Tony Blair Institute Bantah Ikut Proyek Ubah Gaza

Media Financial Times melaporkan Tony Blair Institute for Global Change (TBI) terlibat dalam proyek pembangunan kembali Gaza yang dinamakan "Trump Riviera".
Proyek yang dipimpin para pebisnis Israel dan menggunakan model keuangan yang dikembangkan firma konsultasi AS Boston Consulting Group (BCG) ini tengah mengembangkan visi Presiden AS Donald Trump yang ingin mengambil alih wilayah Palestina dan mengubahnya menjadi resor di Timur Tengah.
TBI membantah laporan tersebut. TBI mengatakan tidak terlibat dalam proyek itu.
"Tony Blair sendiri tidak bicara dengan orang-orang yang mempersiapkan dokumen maupun mengomentarinya. Tim TBI berbicara dengan berbagai kelompok dan organisasi yang memiliki rencana pascaperang untuk Gaza, tapi tidak terlibat dalam penyusunan rencana ini," kata juru bicara TBI.

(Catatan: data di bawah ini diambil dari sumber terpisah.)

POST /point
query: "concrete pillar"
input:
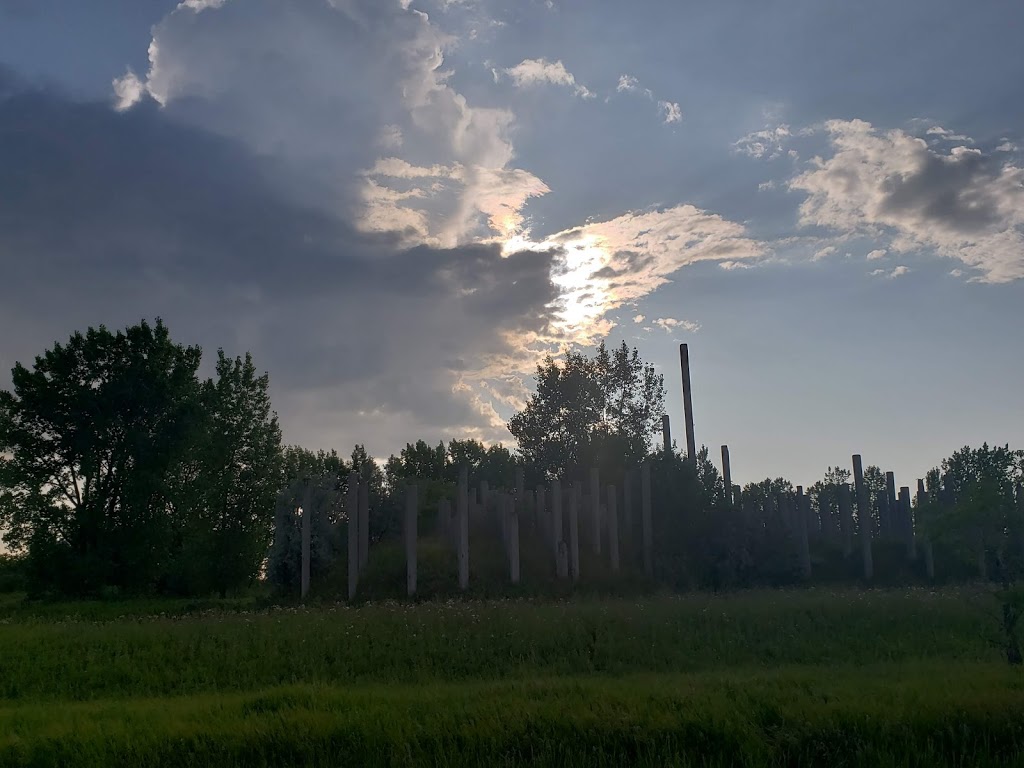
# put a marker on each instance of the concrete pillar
(512, 507)
(906, 518)
(612, 509)
(684, 364)
(352, 508)
(727, 476)
(557, 527)
(628, 514)
(307, 513)
(411, 530)
(863, 517)
(846, 518)
(574, 496)
(462, 515)
(801, 519)
(364, 523)
(648, 554)
(891, 520)
(562, 561)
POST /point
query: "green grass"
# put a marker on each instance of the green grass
(840, 677)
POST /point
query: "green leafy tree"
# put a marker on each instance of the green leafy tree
(90, 436)
(599, 411)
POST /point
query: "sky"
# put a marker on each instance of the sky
(400, 206)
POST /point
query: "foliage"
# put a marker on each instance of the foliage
(586, 412)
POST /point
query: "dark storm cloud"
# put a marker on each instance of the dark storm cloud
(109, 217)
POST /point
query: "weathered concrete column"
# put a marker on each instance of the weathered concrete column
(574, 496)
(307, 513)
(612, 510)
(562, 561)
(462, 515)
(727, 476)
(628, 516)
(801, 520)
(352, 508)
(364, 523)
(557, 528)
(891, 521)
(906, 519)
(684, 364)
(648, 554)
(863, 517)
(846, 518)
(926, 544)
(411, 530)
(512, 513)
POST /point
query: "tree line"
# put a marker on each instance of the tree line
(123, 471)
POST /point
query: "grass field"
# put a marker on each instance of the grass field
(762, 678)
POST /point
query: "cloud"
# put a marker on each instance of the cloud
(531, 72)
(671, 325)
(366, 340)
(671, 112)
(767, 143)
(890, 185)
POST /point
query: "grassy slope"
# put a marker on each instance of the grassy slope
(855, 678)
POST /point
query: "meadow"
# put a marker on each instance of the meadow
(816, 676)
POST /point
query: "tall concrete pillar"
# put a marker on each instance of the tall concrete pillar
(364, 523)
(411, 530)
(574, 496)
(727, 476)
(307, 513)
(462, 514)
(557, 528)
(612, 509)
(906, 518)
(352, 509)
(891, 520)
(801, 520)
(684, 364)
(647, 540)
(846, 518)
(863, 517)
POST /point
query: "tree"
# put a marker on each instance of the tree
(92, 433)
(598, 411)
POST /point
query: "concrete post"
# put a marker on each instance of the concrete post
(364, 523)
(891, 521)
(512, 507)
(648, 555)
(557, 528)
(846, 518)
(684, 364)
(562, 561)
(411, 529)
(574, 495)
(906, 518)
(352, 508)
(727, 476)
(462, 515)
(612, 528)
(307, 513)
(863, 517)
(801, 519)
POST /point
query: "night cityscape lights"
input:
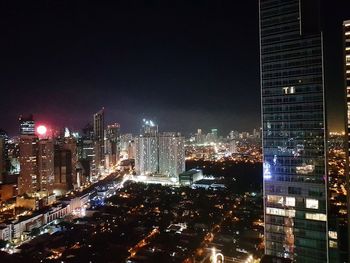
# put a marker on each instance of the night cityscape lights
(182, 163)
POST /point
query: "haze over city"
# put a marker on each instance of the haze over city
(175, 131)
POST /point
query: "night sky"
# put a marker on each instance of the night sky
(187, 64)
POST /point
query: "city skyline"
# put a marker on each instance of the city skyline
(175, 131)
(198, 56)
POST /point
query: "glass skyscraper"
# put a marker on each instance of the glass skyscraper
(294, 131)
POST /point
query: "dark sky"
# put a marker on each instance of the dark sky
(187, 64)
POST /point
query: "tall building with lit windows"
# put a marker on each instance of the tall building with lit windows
(112, 144)
(294, 133)
(171, 154)
(146, 154)
(99, 124)
(346, 38)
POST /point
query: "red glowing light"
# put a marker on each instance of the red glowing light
(41, 130)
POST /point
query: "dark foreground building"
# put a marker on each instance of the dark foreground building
(298, 223)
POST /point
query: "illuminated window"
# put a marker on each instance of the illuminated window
(290, 201)
(317, 217)
(311, 203)
(275, 199)
(288, 90)
(333, 234)
(333, 244)
(280, 212)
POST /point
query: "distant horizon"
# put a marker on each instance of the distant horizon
(189, 65)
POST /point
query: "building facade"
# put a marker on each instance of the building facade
(294, 131)
(99, 128)
(346, 40)
(171, 154)
(146, 154)
(112, 144)
(28, 181)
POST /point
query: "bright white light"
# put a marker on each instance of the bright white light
(41, 130)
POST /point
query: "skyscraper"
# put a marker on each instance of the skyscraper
(171, 154)
(146, 154)
(46, 165)
(28, 181)
(99, 124)
(3, 154)
(112, 144)
(26, 125)
(294, 131)
(346, 38)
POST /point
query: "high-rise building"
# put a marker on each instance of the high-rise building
(46, 165)
(28, 181)
(294, 130)
(3, 154)
(233, 146)
(63, 170)
(171, 154)
(26, 125)
(149, 127)
(146, 154)
(112, 144)
(99, 124)
(346, 182)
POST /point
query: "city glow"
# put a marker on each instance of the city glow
(41, 130)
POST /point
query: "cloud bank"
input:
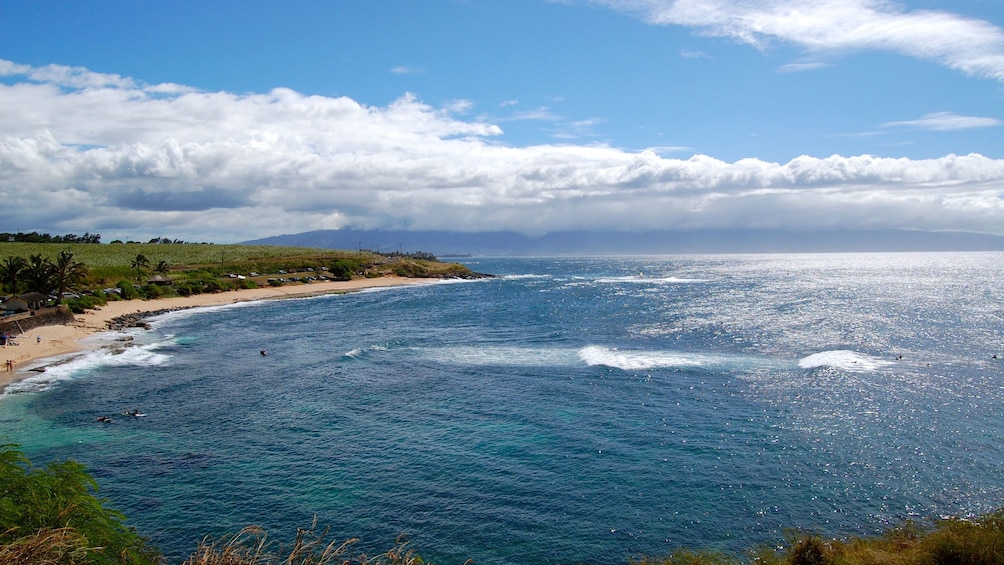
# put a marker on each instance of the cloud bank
(103, 154)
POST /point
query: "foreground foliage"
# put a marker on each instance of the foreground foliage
(52, 516)
(251, 547)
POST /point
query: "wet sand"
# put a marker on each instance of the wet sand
(44, 342)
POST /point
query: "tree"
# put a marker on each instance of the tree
(67, 273)
(39, 274)
(140, 263)
(11, 270)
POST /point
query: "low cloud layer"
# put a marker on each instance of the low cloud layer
(104, 154)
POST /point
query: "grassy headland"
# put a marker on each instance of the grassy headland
(131, 270)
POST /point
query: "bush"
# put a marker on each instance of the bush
(52, 515)
(343, 269)
(129, 290)
(78, 305)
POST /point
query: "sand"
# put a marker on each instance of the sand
(41, 343)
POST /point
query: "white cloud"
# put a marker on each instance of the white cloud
(946, 121)
(406, 70)
(802, 66)
(970, 45)
(119, 161)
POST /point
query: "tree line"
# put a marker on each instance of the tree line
(41, 274)
(35, 237)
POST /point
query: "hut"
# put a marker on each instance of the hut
(15, 304)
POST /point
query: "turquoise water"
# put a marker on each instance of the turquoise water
(571, 410)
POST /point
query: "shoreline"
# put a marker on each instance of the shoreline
(63, 340)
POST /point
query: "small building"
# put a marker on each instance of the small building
(160, 280)
(15, 304)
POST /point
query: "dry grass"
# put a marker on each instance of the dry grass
(62, 546)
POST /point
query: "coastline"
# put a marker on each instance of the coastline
(62, 340)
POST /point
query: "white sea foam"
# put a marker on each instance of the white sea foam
(639, 359)
(65, 367)
(504, 356)
(643, 279)
(642, 360)
(843, 359)
(359, 351)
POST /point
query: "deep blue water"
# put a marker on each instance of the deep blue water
(572, 410)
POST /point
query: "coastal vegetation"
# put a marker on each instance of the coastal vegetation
(52, 515)
(83, 275)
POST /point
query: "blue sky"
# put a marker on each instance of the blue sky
(186, 119)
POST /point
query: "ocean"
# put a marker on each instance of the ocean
(568, 410)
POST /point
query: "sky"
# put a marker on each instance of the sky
(232, 120)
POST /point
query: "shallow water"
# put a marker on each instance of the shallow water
(570, 410)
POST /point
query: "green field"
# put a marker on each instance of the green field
(198, 268)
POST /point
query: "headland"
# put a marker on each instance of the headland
(37, 345)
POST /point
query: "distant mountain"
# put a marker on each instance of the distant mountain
(639, 243)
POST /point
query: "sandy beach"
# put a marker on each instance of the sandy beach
(59, 340)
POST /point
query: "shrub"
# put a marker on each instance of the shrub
(129, 290)
(342, 269)
(53, 513)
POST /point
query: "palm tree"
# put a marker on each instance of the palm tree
(39, 273)
(140, 263)
(11, 270)
(67, 273)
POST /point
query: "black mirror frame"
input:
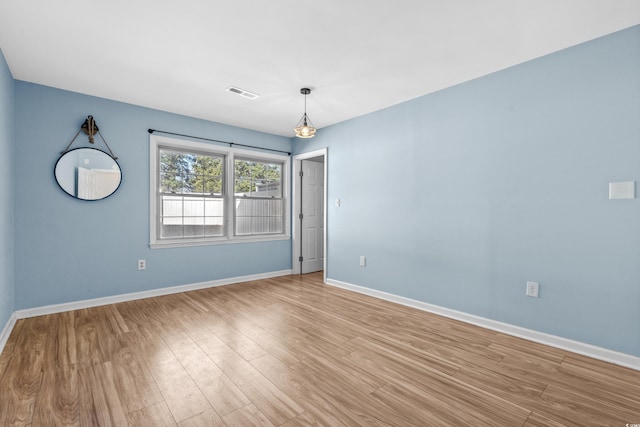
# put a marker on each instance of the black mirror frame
(86, 148)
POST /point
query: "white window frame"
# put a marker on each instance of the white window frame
(229, 153)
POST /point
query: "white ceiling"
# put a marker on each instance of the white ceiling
(357, 56)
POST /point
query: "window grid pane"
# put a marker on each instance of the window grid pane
(191, 189)
(258, 197)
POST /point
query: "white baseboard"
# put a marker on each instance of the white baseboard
(4, 336)
(76, 305)
(589, 350)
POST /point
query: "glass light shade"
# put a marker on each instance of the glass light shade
(305, 128)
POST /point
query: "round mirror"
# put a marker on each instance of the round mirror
(88, 174)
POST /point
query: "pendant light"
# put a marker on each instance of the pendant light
(305, 128)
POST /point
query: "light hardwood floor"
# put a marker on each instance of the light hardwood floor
(291, 351)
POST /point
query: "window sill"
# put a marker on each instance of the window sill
(166, 244)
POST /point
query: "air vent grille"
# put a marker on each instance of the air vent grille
(242, 92)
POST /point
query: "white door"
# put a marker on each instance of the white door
(312, 222)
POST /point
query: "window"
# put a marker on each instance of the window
(206, 194)
(191, 196)
(258, 197)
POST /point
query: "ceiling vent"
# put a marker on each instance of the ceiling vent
(242, 92)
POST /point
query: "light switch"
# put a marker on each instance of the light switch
(622, 190)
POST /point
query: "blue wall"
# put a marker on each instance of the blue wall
(6, 192)
(70, 250)
(460, 197)
(456, 198)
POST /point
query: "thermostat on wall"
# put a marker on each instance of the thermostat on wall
(622, 190)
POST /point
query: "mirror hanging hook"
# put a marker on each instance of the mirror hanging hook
(90, 127)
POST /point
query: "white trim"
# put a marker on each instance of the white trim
(295, 196)
(77, 305)
(6, 332)
(584, 349)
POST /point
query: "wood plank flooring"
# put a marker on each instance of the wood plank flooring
(291, 351)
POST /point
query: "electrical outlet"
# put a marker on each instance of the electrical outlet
(532, 289)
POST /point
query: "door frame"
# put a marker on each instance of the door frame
(296, 192)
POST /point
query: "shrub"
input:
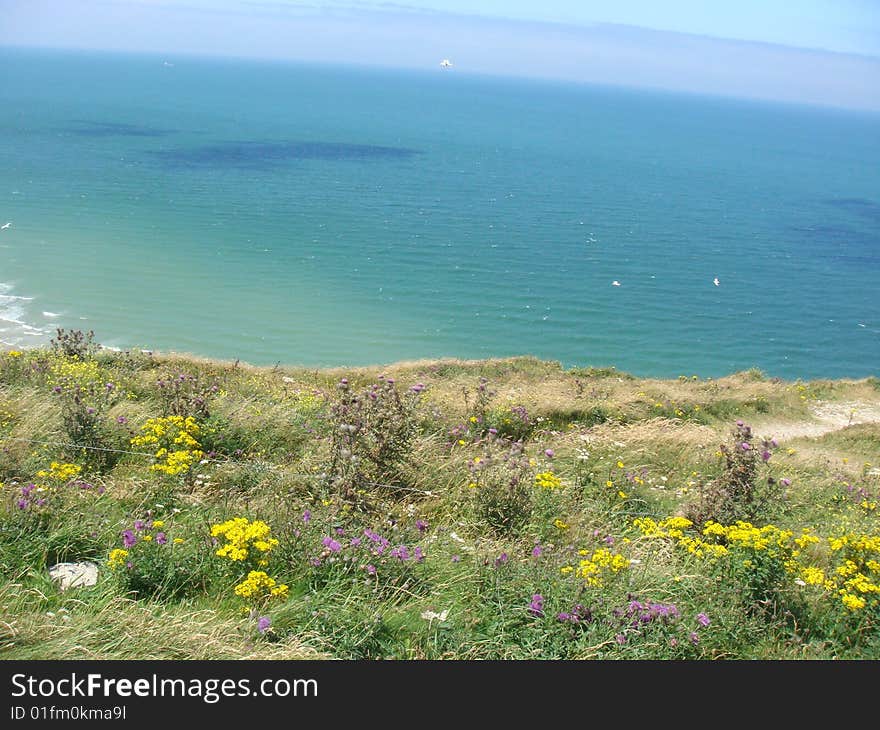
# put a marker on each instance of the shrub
(154, 561)
(74, 343)
(740, 492)
(501, 484)
(372, 435)
(186, 396)
(86, 394)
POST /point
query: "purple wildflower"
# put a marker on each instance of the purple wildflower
(536, 606)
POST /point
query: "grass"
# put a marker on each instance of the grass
(404, 519)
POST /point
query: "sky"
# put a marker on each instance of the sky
(811, 51)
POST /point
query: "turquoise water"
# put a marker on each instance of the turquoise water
(334, 216)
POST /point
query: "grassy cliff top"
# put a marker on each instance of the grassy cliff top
(504, 508)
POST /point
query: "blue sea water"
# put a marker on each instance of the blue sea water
(341, 216)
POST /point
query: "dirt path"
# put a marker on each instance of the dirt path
(829, 417)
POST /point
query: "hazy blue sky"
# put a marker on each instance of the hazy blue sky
(818, 51)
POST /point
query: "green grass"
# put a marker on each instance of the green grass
(443, 576)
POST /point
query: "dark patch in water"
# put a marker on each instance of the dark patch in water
(262, 155)
(842, 243)
(860, 206)
(83, 128)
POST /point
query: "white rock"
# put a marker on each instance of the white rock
(73, 575)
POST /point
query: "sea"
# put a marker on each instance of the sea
(308, 215)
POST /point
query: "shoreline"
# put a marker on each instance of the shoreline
(415, 364)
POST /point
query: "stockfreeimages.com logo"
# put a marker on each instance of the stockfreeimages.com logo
(208, 690)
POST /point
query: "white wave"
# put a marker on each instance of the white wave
(15, 328)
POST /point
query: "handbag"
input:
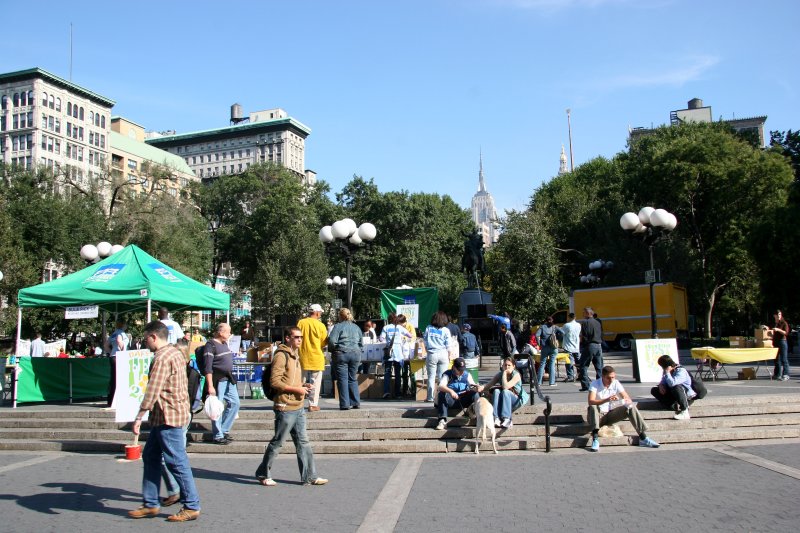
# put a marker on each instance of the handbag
(387, 350)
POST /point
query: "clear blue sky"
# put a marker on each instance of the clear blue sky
(408, 92)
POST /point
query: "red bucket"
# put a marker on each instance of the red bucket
(133, 452)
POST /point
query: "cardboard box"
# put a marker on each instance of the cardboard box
(737, 342)
(747, 373)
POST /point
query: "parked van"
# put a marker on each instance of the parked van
(625, 311)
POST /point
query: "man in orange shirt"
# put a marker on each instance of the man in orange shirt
(312, 359)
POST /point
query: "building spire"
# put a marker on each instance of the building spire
(481, 183)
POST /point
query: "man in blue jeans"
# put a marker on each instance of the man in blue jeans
(167, 399)
(218, 369)
(286, 381)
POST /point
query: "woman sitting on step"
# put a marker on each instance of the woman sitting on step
(508, 394)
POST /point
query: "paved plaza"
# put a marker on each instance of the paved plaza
(717, 487)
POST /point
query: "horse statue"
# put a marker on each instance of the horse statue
(472, 260)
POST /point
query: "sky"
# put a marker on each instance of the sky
(410, 93)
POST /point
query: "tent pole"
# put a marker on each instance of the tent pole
(19, 329)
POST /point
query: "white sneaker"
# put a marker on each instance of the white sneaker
(683, 415)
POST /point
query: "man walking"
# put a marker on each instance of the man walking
(167, 399)
(218, 369)
(591, 347)
(312, 359)
(290, 416)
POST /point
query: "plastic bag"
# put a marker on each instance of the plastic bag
(213, 407)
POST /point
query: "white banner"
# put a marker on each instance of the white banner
(234, 341)
(133, 371)
(81, 311)
(411, 311)
(647, 353)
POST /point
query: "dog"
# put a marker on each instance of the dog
(484, 416)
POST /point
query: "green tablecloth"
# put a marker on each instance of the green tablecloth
(44, 379)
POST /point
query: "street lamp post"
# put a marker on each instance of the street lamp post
(344, 237)
(651, 225)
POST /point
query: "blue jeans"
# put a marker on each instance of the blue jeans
(591, 353)
(548, 357)
(504, 402)
(346, 381)
(170, 483)
(170, 443)
(228, 395)
(290, 423)
(387, 376)
(445, 402)
(782, 361)
(436, 363)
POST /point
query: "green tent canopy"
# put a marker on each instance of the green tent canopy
(125, 282)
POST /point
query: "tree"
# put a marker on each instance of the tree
(719, 187)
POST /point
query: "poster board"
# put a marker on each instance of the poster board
(648, 351)
(133, 371)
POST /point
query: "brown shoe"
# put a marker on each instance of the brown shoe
(184, 515)
(144, 512)
(170, 500)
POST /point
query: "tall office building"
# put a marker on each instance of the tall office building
(265, 136)
(484, 214)
(49, 121)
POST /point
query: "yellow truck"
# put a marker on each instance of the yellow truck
(625, 311)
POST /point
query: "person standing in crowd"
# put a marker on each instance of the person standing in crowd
(167, 400)
(469, 343)
(675, 389)
(547, 337)
(437, 343)
(572, 345)
(117, 342)
(218, 370)
(591, 347)
(393, 335)
(456, 390)
(609, 404)
(780, 335)
(248, 335)
(408, 350)
(175, 330)
(345, 344)
(312, 358)
(508, 394)
(37, 345)
(290, 416)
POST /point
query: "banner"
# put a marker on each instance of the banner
(81, 311)
(411, 312)
(648, 351)
(133, 371)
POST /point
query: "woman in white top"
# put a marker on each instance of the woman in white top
(437, 343)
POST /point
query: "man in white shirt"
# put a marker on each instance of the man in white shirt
(174, 329)
(609, 404)
(572, 345)
(37, 346)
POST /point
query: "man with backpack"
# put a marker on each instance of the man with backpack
(548, 338)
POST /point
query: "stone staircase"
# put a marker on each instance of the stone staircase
(391, 430)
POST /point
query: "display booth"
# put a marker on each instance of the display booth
(130, 280)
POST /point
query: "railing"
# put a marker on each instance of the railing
(534, 385)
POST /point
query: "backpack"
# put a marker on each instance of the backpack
(269, 392)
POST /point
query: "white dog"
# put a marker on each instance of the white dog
(484, 414)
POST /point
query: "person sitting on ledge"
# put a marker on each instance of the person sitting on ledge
(456, 389)
(675, 389)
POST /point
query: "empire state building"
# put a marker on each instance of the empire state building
(484, 214)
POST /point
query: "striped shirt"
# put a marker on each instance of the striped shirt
(167, 393)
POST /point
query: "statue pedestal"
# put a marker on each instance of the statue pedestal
(472, 297)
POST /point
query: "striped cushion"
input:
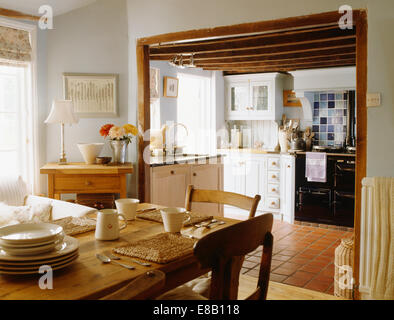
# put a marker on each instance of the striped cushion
(13, 190)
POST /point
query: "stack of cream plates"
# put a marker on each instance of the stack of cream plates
(24, 248)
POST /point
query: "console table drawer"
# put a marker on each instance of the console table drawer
(87, 183)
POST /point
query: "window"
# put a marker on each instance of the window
(197, 112)
(17, 134)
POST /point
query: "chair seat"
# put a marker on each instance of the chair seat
(181, 293)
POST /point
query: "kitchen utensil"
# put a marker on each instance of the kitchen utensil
(107, 227)
(105, 259)
(173, 218)
(127, 207)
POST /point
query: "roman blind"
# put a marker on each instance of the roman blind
(15, 46)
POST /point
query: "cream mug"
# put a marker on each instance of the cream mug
(127, 207)
(173, 218)
(107, 226)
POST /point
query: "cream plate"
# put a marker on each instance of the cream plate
(35, 271)
(7, 245)
(38, 265)
(37, 262)
(67, 246)
(29, 233)
(30, 251)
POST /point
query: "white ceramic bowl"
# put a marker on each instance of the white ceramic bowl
(90, 151)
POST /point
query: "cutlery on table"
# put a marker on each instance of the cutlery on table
(105, 259)
(113, 257)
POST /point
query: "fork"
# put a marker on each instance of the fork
(113, 257)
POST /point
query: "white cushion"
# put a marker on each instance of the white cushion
(61, 209)
(13, 190)
(181, 293)
(24, 214)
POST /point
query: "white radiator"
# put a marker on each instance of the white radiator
(367, 233)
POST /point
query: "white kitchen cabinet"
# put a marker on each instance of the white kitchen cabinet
(169, 184)
(288, 187)
(255, 96)
(207, 177)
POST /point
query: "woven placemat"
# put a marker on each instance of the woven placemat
(161, 248)
(74, 225)
(156, 216)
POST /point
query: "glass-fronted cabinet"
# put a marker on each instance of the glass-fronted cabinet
(253, 97)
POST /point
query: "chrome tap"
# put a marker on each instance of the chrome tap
(164, 129)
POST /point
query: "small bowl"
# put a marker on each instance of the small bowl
(103, 160)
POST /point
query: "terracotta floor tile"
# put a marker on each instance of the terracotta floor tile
(277, 277)
(298, 282)
(281, 257)
(317, 285)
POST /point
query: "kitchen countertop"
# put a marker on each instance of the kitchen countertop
(249, 150)
(181, 159)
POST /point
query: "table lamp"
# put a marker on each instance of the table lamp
(62, 112)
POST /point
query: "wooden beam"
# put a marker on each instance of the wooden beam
(252, 62)
(320, 19)
(278, 57)
(285, 66)
(17, 15)
(266, 42)
(143, 122)
(248, 52)
(361, 142)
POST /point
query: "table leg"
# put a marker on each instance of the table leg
(51, 186)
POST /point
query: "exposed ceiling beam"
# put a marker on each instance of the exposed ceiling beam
(17, 15)
(266, 42)
(287, 67)
(290, 48)
(275, 62)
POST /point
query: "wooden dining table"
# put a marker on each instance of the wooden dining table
(89, 278)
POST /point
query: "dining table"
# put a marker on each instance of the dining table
(89, 278)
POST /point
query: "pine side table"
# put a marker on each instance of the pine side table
(78, 177)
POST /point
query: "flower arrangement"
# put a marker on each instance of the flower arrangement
(119, 133)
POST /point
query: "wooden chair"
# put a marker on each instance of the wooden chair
(221, 251)
(146, 286)
(222, 197)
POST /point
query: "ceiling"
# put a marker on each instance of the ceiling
(288, 50)
(31, 6)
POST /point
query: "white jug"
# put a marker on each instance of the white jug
(107, 226)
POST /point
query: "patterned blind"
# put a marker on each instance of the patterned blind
(15, 46)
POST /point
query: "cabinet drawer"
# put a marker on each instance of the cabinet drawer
(273, 164)
(97, 183)
(273, 176)
(273, 203)
(273, 189)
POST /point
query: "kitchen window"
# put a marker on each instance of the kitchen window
(197, 112)
(17, 131)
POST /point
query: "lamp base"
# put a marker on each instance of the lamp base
(62, 161)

"Staf TBI berpartisipasi dalam dua panggilan telepon, seperti yang mereka lakukan dengan orang lain yang memiliki 'rencana Gaza' dan berinteraksi dengan mereka tidak berarti dukungan. Namun, kami tidak terlibat dalam penyusunan dokumen, dan jelas ini bukan pekerjaan TBI atau pekerjaan bersama sehingga sepenuhnya salah jika dikatakan demikian".
"Tentu kami menolak segala rencana yang mencoba membuat warga Gaza meninggalkan Gaza. Kami ingin mereka tetap tinggal dan hidup di Gaza," kata pernyataan itu lagi.
Juru bicara itu melanjutkan, pekerjaan TBI di kawasan selalu didedikasikan untuk membangun Gaza yang lebih baik lagi bagi Palestina.
"Tony Blair telah mengupayakan ini sejak meninggalkan jabatannya. Ini bukan tentang merelokasi warga Gaza, proposal yang tidak pernah disusun, dikembangkan, atau didukung TBI susun," pungkasnya.